For two or more predictors/covariates, the setup should be as follows:

1st column: Subject IDs
2nd column: Total Cell Counts
Next ncov columns: Predictor Variables
Last M columns: Parameters of Interest Counts


Example:
Below shows the set up of the data frame for one predictor (A) and two or more predictors (B). For (A), we have “Sub. IDs” in the first column, “Total Cell Count” in the second column, the stage of cancer (0 = “Low” (1 or 2), & 1 = “High” (3 or 4)) as the predictor variable in the third column, and markers M1, M2, and M3 in the last 3 columns (3 markers/parameters of interest). For (B), we have “Sub. IDs” in the first column, “Total Cell Count” in the second column, the stage of cancer and age at diagnosis as the predictor variables in the third & fourth columns, respectively, and markers M1, M2, and M3 in the last 3 columns (3 markers/parameters of interest).

Data setup


# Using BICAM

Required inputs:
dat - Data frame containing data set constructed as shown above
M - Number of parameters/markers of interest
adapt - Number of adaptation iterations for initializing JAGS model (iterations removed from analysis)
burn - Number of burn-in iterations (iterations removed from analysis)
it - Number of sampling iterations used for posterior analysis

Optional inputs:
thin - Thinning Interval (default = 1)
ran_eff - 0 for NO repeated measurements, 1 FOR repeated measurements (default = 1)
ncov - Number of predictors/covariates input in the model (default = 1)
chains - Number of chains to run in the JAGS model (default = 4)
cores - Number of cores to use to run the JAGS model (default = 4) (must be \(\geq\) chains for maximum efficiency)
v0_mu_logit - Predicted proportion of the parameters of interest (default = 0.01 —> 1%)
model - Covariance structure used in Bayesian model (default = “Unstr”) (See “BICAM: Covariance Structures” article for more information about the different covariance structures)
dis - Distance matrix used for exponential decay model (required if using exp. decay model) (default = NULL)
tree - Tree-structured covariance matrix used for tree model (required if using tree or scaled tree model) (default = NULL)
treelevels - List of matrices for the multi-level, tree-structured covariance matrix for ‘TreeLevels’ model (required if using multi-level tree model) (default = NULL)

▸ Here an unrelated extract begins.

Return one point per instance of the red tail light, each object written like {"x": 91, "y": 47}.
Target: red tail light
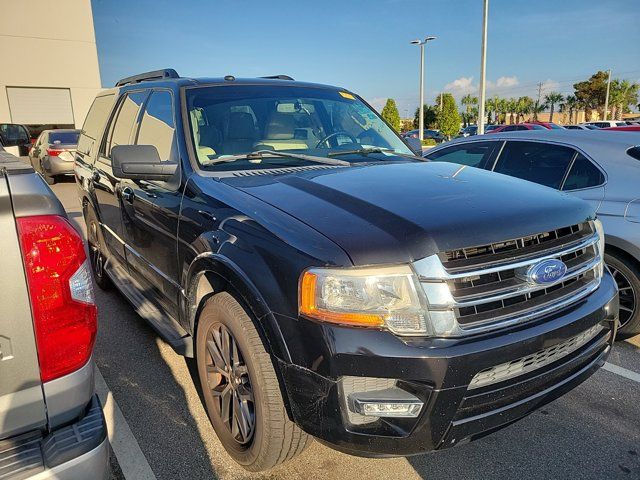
{"x": 62, "y": 302}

##################### Unstructured Model #####################
# posterior_unstr <- BICAM(dat = dat,
#                          M = 3,
#                          adapt = 2000,
#                          burn = 100,
#                          it = 100)

##################### Exponential Decay Model #####################

# WILL GET ERROR IF 'dis' MATRIX IS NOT SUPPLIED. 'dis' MUST ALSO BE INVERTIBLE.

# dis <- matrix(c(0,1,1,
#                  1,0,2,
#                  1,2,0),nrow = 3)

# posterior_expdecay <- BICAM(dat = dat,
#                          M = 3,
#                          adapt = 2000,
#                          burn = 100,
#                          it = 100,
#                          model = "ExpDecay",
#                          dis = dis)

##################### Tree Covariance Structure Model #####################

# WILL GET ERROR IF 'tree' MATRIX IS NOT SUPPLIED. 'tree' MUST ALSO BE INVERTIBLE.

# tree <- matrix(c(1,1,1,
#                 1,2,1,
#                 1,1,2),nrow = 3)

# posterior_tree <- BICAM(dat = dat,
#                          M = 3,
#                          adapt = 2000,
#                          burn = 100,
#                          it = 100,
#                          model = "Tree",
#                          tree = tree)

########### Scaled Tree

# posterior_treescaled <- BICAM(dat = dat,
#                          M = 3,
#                          adapt = 2000,
#                          burn = 100,
#                          it = 100,
#                          model = "TreeScaled",
#                          tree = tree)


##################### Multi-Level Tree Covariance Structure Model #####################

# WILL GET ERROR IF 'treelevels' MATRIX IS NOT SUPPLIED.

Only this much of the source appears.